Quality assurance researchers sometimes face overwhelming datasets, which can be hard to condense; e.g. one quality assurance dataset I maintain and interrogate most days is currently 1479 columns wide, 1480 rows deep and cells are occupied with strings and numbers. Fortunately, over the years, researchers and analysts, aided by powerful software like Excel and SPSS, kept on top by developing sophisticated data modelling techniques. Gangaraju Vanteddu and colleagues in this issue apply their generic analytical approach to healthcare services. Readers preferring to visually represent their data should take a look at this article for tips.

Taking a jewels-to-be-treasured-approach to complaints handling, never really caught hold in UK healthcare. If it did then we wouldn’t need a whistle-blowers charter for patients and staff, so that complainants are protected. There have been instances when staff and patients who complained have experienced repercussions. The NHS England staff perceptions surveys (involving several thousand employees) double underline these fears, notably how staff perceive how clinical incidents are reported and remedied. Moreover, senior clinicians being sent on gardening leave while the complaints they made are investigated don’t inspire potential complainants. Claudette Satchell and colleagues reflect on healthcare complaints handling, focusing on both healthcare policy and practice. Their literature review is troubling and underlines how far we’ve come, but how far we’ve to travel before robust healthcare complaint structures, processes and outcomes exist.

The service quality that public healthcare service staff provide is constantly scrutinised, which means service providers are accountable to their patients and commissioners. Private and lesser-known healthcare staff, on the other hand, rely on self-assessment or independent R&D projects to evaluate and improve their services. Pankaj Deshwal and colleagues in this issue explore such services – college campus health clinics. Using SERVQUAL as a starting point, the authors develop service quality dimensions that were unique to campus clinics before asking staff and students to judge service they received. SERVQUAL's usual tangibles feature; however, new insights emerge, which campus service staff can use to improve the service users’ lot.

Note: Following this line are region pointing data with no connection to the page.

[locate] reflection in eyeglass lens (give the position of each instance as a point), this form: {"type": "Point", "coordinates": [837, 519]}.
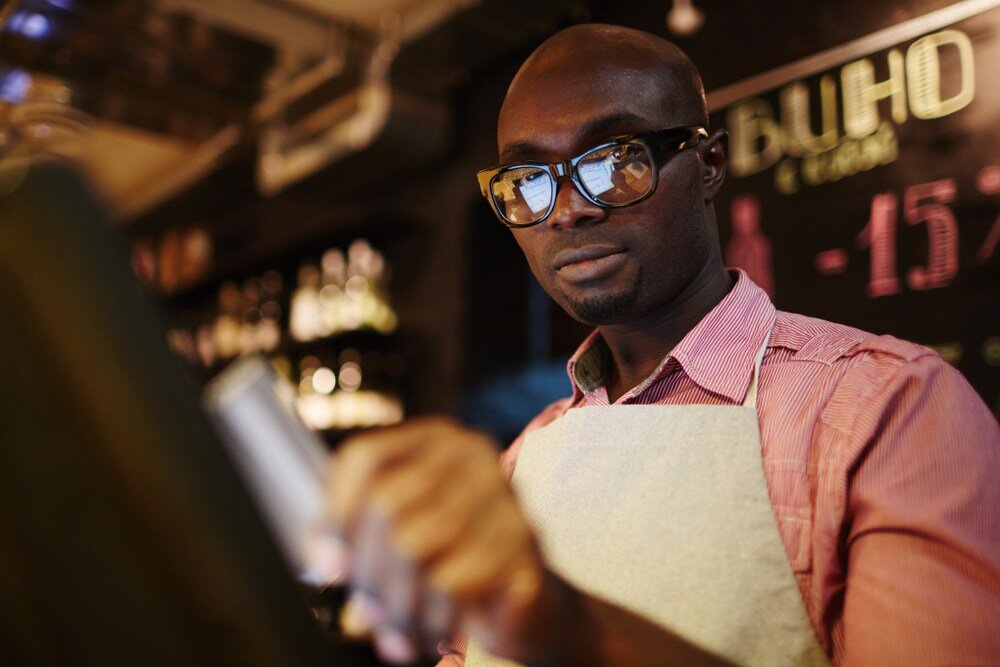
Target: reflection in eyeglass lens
{"type": "Point", "coordinates": [523, 194]}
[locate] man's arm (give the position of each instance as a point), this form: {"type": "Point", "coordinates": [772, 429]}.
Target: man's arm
{"type": "Point", "coordinates": [922, 521]}
{"type": "Point", "coordinates": [436, 537]}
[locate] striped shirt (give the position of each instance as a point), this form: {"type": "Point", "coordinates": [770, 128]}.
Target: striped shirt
{"type": "Point", "coordinates": [882, 465]}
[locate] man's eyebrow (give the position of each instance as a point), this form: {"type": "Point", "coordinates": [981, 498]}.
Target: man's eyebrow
{"type": "Point", "coordinates": [517, 149]}
{"type": "Point", "coordinates": [600, 128]}
{"type": "Point", "coordinates": [624, 122]}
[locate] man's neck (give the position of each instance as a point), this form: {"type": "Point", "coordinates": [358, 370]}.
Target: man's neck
{"type": "Point", "coordinates": [638, 347]}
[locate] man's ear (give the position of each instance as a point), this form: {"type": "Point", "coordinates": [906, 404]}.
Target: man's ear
{"type": "Point", "coordinates": [715, 158]}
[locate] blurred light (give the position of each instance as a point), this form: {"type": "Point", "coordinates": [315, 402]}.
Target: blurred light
{"type": "Point", "coordinates": [350, 376]}
{"type": "Point", "coordinates": [356, 287]}
{"type": "Point", "coordinates": [324, 381]}
{"type": "Point", "coordinates": [14, 86]}
{"type": "Point", "coordinates": [684, 18]}
{"type": "Point", "coordinates": [31, 25]}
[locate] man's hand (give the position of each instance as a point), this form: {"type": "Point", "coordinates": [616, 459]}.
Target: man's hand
{"type": "Point", "coordinates": [435, 541]}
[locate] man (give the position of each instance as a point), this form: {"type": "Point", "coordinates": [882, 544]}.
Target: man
{"type": "Point", "coordinates": [643, 529]}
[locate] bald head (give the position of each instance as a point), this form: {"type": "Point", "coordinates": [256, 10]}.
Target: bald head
{"type": "Point", "coordinates": [609, 70]}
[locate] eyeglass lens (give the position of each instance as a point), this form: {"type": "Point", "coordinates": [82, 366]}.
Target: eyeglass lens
{"type": "Point", "coordinates": [614, 175]}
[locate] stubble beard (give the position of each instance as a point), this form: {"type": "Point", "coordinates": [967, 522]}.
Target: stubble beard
{"type": "Point", "coordinates": [604, 308]}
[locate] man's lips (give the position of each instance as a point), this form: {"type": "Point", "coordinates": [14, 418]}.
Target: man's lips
{"type": "Point", "coordinates": [589, 262]}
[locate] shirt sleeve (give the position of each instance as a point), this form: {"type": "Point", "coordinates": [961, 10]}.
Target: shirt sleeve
{"type": "Point", "coordinates": [922, 526]}
{"type": "Point", "coordinates": [452, 652]}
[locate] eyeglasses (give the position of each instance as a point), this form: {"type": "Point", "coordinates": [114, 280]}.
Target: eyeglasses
{"type": "Point", "coordinates": [619, 172]}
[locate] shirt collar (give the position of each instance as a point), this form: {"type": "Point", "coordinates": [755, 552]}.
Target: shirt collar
{"type": "Point", "coordinates": [718, 353]}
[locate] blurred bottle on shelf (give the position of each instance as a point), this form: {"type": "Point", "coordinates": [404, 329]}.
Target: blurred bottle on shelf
{"type": "Point", "coordinates": [340, 399]}
{"type": "Point", "coordinates": [304, 312]}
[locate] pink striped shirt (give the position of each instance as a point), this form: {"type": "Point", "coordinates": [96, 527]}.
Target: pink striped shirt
{"type": "Point", "coordinates": [883, 467]}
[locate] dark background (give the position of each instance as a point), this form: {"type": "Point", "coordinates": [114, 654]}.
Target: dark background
{"type": "Point", "coordinates": [478, 337]}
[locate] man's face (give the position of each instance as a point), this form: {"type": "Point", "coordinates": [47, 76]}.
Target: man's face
{"type": "Point", "coordinates": [607, 266]}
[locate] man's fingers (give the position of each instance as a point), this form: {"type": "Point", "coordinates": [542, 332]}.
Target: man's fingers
{"type": "Point", "coordinates": [443, 524]}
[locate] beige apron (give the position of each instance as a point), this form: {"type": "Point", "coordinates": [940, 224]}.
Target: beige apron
{"type": "Point", "coordinates": [664, 511]}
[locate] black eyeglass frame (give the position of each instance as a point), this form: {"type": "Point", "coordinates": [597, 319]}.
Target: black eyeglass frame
{"type": "Point", "coordinates": [691, 135]}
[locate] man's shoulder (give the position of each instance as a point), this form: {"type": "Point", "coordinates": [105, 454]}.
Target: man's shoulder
{"type": "Point", "coordinates": [810, 339]}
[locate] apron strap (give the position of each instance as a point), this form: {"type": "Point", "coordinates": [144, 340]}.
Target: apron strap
{"type": "Point", "coordinates": [750, 400]}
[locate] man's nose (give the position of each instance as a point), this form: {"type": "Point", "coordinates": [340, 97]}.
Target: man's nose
{"type": "Point", "coordinates": [572, 208]}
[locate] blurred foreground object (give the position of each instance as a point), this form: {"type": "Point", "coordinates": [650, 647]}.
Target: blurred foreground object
{"type": "Point", "coordinates": [126, 536]}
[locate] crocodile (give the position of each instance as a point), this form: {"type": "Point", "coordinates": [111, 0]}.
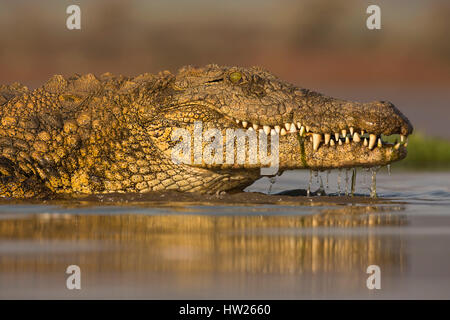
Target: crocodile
{"type": "Point", "coordinates": [88, 134]}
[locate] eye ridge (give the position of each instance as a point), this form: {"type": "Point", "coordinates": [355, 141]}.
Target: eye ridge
{"type": "Point", "coordinates": [235, 77]}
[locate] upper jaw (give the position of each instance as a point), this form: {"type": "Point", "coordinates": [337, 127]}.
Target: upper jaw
{"type": "Point", "coordinates": [337, 122]}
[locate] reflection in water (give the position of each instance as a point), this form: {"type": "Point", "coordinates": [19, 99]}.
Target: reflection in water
{"type": "Point", "coordinates": [186, 244]}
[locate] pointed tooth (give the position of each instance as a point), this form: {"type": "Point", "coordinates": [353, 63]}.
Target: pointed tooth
{"type": "Point", "coordinates": [302, 131]}
{"type": "Point", "coordinates": [316, 140]}
{"type": "Point", "coordinates": [402, 138]}
{"type": "Point", "coordinates": [293, 128]}
{"type": "Point", "coordinates": [372, 141]}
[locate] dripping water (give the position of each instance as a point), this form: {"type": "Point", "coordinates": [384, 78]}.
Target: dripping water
{"type": "Point", "coordinates": [272, 181]}
{"type": "Point", "coordinates": [328, 174]}
{"type": "Point", "coordinates": [353, 181]}
{"type": "Point", "coordinates": [346, 182]}
{"type": "Point", "coordinates": [308, 192]}
{"type": "Point", "coordinates": [339, 182]}
{"type": "Point", "coordinates": [321, 191]}
{"type": "Point", "coordinates": [373, 187]}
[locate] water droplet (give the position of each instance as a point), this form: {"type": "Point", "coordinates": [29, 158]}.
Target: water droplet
{"type": "Point", "coordinates": [339, 182]}
{"type": "Point", "coordinates": [346, 182]}
{"type": "Point", "coordinates": [328, 174]}
{"type": "Point", "coordinates": [321, 191]}
{"type": "Point", "coordinates": [353, 181]}
{"type": "Point", "coordinates": [272, 181]}
{"type": "Point", "coordinates": [373, 187]}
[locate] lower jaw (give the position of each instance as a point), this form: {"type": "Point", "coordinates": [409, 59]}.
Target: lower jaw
{"type": "Point", "coordinates": [297, 152]}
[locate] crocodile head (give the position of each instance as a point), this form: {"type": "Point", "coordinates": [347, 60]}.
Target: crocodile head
{"type": "Point", "coordinates": [313, 130]}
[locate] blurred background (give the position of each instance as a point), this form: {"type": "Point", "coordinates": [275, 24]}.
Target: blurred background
{"type": "Point", "coordinates": [323, 45]}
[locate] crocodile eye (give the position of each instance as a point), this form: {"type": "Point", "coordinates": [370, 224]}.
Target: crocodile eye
{"type": "Point", "coordinates": [235, 77]}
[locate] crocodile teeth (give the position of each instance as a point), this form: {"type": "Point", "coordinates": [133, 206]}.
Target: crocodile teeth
{"type": "Point", "coordinates": [402, 138]}
{"type": "Point", "coordinates": [293, 128]}
{"type": "Point", "coordinates": [316, 140]}
{"type": "Point", "coordinates": [372, 140]}
{"type": "Point", "coordinates": [302, 130]}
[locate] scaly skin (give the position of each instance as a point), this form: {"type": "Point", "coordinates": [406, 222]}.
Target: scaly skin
{"type": "Point", "coordinates": [113, 134]}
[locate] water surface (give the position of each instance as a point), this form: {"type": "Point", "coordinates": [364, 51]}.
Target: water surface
{"type": "Point", "coordinates": [236, 246]}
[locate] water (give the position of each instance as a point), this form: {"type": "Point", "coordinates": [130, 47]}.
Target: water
{"type": "Point", "coordinates": [319, 247]}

Clinical records are an information goldmine, but systematically trawling data from patient notes to generate new insights into healthcare quality is fraught with ethical and practical problems. Therefore, we take off our hats to José Labarère and colleagues who relate clinical records to patient satisfaction; e.g. the connection between discharge process evidence in the records and patient satisfaction. Their findings are illuminating and remarkably useful for managers responsible for clinical record policy and practice. We’re all surprised that only modest associations exist between clinical records’ main elements and patient satisfaction. Is that because none exist or is it because clinicians don’t record the right information – a study in the making?

Ali Mohammad Mosadeghrad contributes regularly to IJHCQA on TQM topics. The authors’ cumulative experience and ongoing empirical work reveals that we’re in a strong position to say what ingredients are needed to successfully implement TQM in healthcare. The author's list, drawn mainly form healthcare workers’ experiences and perceptions, is daunting, but no one said TQM is easy.